“Lost Books” is a weekly series highlighting forgotten books through the prism of Tablet Magazine’s and Nextbook.org’s archives. So blow the dust off the cover, and begin!
This week we celebrate the writer Benjamin Tammuz and his unexpectedly romantic spy-thriller from 1981, Minotaur. On the occasion of the novel’s 2006 re-release, Paul La Farge wrote, “The subject of the novel is love: hopeless, romantic, absolute.” Yet Tammuz doesn’t make it easy for readers. “Minotaur‘s subject is the kind of love that exists between writer and reader, between writer and writer; the book is a love letter from a hard-bitten man from a faraway country,” La Farge continued. “The question is: Will we be seduced? The novel puts formidable obstacles in our path.”

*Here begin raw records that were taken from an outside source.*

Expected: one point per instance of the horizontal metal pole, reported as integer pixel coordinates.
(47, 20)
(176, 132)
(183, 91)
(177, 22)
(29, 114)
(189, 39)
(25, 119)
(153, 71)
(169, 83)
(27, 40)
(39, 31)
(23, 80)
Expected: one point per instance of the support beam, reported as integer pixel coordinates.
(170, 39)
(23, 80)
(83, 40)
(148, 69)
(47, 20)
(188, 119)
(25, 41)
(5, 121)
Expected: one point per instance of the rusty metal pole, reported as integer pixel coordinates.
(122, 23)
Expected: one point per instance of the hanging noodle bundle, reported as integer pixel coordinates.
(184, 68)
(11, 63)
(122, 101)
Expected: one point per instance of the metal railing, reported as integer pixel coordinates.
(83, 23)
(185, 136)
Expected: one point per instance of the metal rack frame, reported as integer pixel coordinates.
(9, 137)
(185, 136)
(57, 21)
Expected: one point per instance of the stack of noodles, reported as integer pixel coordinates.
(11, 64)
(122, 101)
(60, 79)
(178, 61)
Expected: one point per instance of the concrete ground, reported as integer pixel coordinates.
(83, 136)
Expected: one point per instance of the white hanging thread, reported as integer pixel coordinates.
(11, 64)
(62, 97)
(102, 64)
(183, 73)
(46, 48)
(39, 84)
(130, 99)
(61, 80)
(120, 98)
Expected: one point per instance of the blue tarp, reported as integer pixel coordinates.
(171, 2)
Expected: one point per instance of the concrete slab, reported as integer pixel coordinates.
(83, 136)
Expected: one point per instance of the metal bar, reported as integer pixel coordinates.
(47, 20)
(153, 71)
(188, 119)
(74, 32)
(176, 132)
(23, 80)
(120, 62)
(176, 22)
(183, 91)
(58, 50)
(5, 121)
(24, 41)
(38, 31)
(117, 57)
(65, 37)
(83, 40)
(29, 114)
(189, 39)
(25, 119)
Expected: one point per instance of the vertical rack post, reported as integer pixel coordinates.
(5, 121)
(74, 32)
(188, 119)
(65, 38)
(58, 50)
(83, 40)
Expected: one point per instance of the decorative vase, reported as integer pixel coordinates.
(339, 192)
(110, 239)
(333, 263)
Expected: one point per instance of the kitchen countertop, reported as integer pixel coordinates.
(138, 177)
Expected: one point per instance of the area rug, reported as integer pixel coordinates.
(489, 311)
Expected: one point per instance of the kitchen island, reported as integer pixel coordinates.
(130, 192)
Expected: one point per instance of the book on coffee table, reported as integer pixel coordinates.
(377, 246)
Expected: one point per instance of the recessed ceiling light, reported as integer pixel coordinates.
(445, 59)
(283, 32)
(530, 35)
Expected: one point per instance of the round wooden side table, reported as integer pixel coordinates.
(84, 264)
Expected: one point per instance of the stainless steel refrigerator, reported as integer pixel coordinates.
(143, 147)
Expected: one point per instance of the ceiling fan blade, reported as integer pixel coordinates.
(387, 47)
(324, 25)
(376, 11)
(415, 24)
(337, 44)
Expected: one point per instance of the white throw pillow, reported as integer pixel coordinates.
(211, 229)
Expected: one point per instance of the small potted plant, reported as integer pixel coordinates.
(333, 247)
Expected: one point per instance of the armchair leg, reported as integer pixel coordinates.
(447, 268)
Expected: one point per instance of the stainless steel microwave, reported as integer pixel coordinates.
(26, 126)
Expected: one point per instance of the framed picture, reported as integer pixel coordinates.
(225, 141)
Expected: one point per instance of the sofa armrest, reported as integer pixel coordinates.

It makes sense that Tammuz crafted this story, the most successful of his eight novels, as a challenge. Born July 11, 1919, in Russia, Tammuz studied at the Sorbonne and then moved to Israel, where he was a leader of the now-defunct Canaanite movement, whose followers sought a Hebrew, rather than Jewish, state. A prolific author, much of his writing chronicled pioneer life in pre-1948 Palestine. It’s not a stretch, then, to see Tammuz himself as the hard-bitten man from a distant land.
And yes, his last name is also a month. And, rather coincidentally, the 17th of Tammuz, a day of general mourning and the beginning of the solemn three-week period before Tisha B’Av, falls this year on July 19, the date of Tammuz’s death from cancer in 1989, at the age of 70.